Guardian obituary
My long-standing Liberal colleague, Richard Moore, has died at the age of 88. Richard was one of the few remaining party stalwarts from the 1950s whose understanding of Liberalism, added to a determination to promote it, ensured the Liberal party's survival when at times it seemed precarious. He told me that he had attended every Liberal Assembly and Liberal Democrat Conference from 1953 to 2017. His whole working life was occupied with various aspects of Liberalism, domestic or international.
Richard was the son of Sir Alan Hilary Moore and Lady Hilda Mary Moore, (née Burrows) who were able to give him a private education from which he won an Exhibition to Trinity College, Cambridge, to read history. At Cambridge he became President of the Union and anchored the Liberal Club. It is said that it was the existence of Jewish refugees from Hitler in the family home before the war that instilled a young awareness of the consequences of totalitarianism that imbued all his politics.
A modest legacy enabled him to take on a succession of relatively poorly paid jobs within the Liberal family. Soon after graduation he joined the Liberal daily, the News Chronicle, as a leader writer. When that closed in 1960, he became secretary to the Liberal Peers and, later, political secretary and speech writer to Jeremy Thorpe, on whose behaviour he studiously refused to comment, apart from the understatement that, "he was not very wise in his choice of friends." His internationalism found expression in becoming adviser to the Liberal Group in the European Parliament in between two terms as Secretary-General of Liberal International.

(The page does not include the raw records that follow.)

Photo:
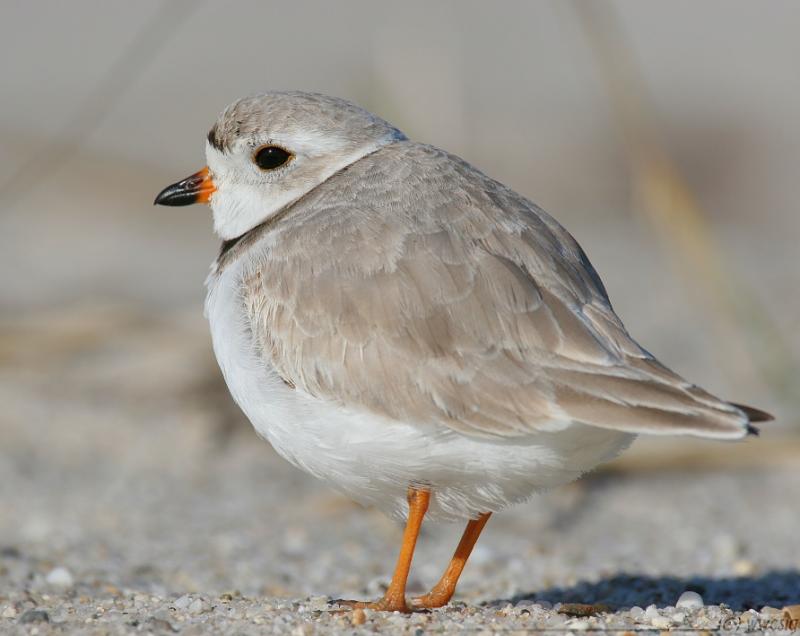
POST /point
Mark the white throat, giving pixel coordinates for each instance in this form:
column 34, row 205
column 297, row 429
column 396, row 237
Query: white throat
column 240, row 206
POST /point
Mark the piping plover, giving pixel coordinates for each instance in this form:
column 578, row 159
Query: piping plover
column 412, row 332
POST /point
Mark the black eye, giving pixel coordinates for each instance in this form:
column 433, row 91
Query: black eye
column 271, row 157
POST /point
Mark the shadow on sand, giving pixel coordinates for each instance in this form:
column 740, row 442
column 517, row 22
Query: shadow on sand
column 775, row 588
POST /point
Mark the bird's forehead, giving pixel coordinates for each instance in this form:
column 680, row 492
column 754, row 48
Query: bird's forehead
column 295, row 114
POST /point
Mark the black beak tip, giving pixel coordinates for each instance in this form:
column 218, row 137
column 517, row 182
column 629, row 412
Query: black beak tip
column 176, row 194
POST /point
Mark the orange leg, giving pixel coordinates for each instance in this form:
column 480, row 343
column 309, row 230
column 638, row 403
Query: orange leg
column 394, row 600
column 442, row 592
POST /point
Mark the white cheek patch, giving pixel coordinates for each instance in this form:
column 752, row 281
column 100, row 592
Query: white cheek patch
column 240, row 202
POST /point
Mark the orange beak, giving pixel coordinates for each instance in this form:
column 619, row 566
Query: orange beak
column 197, row 188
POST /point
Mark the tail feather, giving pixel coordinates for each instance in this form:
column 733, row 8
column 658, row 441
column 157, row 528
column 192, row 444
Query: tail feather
column 754, row 415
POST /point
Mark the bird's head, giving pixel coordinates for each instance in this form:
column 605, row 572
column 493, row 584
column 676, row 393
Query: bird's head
column 267, row 151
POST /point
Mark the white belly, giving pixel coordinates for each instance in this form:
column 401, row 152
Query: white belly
column 373, row 459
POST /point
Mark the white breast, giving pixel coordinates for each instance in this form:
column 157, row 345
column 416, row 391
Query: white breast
column 373, row 459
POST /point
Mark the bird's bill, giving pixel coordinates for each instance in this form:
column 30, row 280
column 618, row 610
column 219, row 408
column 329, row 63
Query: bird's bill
column 196, row 188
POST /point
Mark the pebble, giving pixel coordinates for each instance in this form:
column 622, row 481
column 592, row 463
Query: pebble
column 183, row 602
column 651, row 612
column 690, row 600
column 358, row 617
column 60, row 577
column 661, row 622
column 35, row 616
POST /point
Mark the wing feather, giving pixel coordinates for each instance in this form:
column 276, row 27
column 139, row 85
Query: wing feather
column 413, row 286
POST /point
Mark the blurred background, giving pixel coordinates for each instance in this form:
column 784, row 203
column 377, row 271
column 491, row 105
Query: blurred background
column 664, row 136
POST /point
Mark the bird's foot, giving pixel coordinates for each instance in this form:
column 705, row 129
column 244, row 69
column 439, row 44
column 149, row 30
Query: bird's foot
column 385, row 604
column 431, row 600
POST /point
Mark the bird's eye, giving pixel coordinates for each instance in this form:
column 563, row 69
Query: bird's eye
column 271, row 157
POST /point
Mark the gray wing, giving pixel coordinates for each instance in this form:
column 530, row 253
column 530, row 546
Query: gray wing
column 413, row 286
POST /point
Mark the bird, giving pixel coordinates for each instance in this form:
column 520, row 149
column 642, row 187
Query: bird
column 412, row 332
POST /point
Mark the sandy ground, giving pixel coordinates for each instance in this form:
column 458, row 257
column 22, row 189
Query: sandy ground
column 135, row 500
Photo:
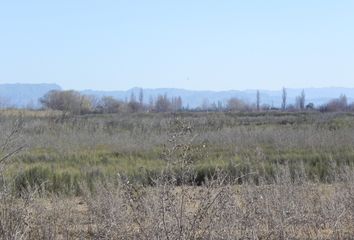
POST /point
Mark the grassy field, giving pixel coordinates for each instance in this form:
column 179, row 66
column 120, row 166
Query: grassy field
column 62, row 152
column 267, row 175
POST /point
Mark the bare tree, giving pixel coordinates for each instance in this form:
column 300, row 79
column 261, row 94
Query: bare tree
column 162, row 104
column 141, row 98
column 283, row 98
column 67, row 101
column 10, row 143
column 258, row 100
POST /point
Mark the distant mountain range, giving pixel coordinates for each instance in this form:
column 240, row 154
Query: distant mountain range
column 27, row 95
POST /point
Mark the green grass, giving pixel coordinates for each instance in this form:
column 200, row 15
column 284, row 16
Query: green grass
column 84, row 149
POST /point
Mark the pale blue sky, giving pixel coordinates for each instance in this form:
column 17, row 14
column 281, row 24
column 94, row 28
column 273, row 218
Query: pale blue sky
column 192, row 44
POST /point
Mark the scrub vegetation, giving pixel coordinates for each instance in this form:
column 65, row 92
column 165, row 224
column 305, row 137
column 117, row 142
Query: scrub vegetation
column 182, row 175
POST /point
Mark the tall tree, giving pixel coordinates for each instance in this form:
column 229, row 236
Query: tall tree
column 283, row 99
column 141, row 98
column 258, row 100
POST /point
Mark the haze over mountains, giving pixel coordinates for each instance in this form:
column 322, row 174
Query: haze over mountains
column 28, row 95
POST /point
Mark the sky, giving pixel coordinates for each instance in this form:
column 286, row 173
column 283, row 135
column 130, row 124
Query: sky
column 190, row 44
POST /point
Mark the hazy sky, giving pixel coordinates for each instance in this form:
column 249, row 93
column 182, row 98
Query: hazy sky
column 193, row 44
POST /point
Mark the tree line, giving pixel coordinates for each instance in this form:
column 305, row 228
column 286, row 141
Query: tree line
column 70, row 101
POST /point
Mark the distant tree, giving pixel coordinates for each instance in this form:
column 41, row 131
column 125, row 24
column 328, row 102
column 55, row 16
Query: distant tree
column 67, row 101
column 300, row 101
column 258, row 100
column 220, row 106
column 133, row 104
column 235, row 104
column 338, row 104
column 109, row 104
column 151, row 103
column 283, row 98
column 205, row 104
column 141, row 98
column 176, row 103
column 162, row 104
column 310, row 106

Richard was eight times an unsuccessful parliamentary Liberal candidate, between 1955 and October 1974. Remarkably for the time, he lost his election deposit only once, in 1970 when, believing that it was vital that a Liberal opposed the Rev Ian Paisley in Antrim North, packed a bag and did it himself. He also fought the 1984 European Parliament election in Somerset and Dorset West.
He was a brilliant platform orator and some of his phrases stayed in the memory for years afterwards but, surprisingly, there is only one publication under his own name, "The Liberals in Europe" in the 1970s. His main literary endeavours appeared under others' names. His Liberalism was on the radical wing of the party in the 1950s but became more establishment in later years. For instance, his lifelong opposition to totalitarian regimes and his belief in the need to intervene to counter them led him to disagree openly with the party over its opposition to the Iraq invasion in 2003.
He married Ann Miles in 1955 and she was also a dedicated Liberal activist in her own right, becoming a Liberal County and District Councillor in Sussex.
Richard Gillachrist Moore, born 20 February 1931, died 15 May 2019; married Ann Hilary Miles, 1955; two sons, Charles and Rowan, and one daughter, Charlotte - all writers; seven grandchildren and a great-grand-daughter.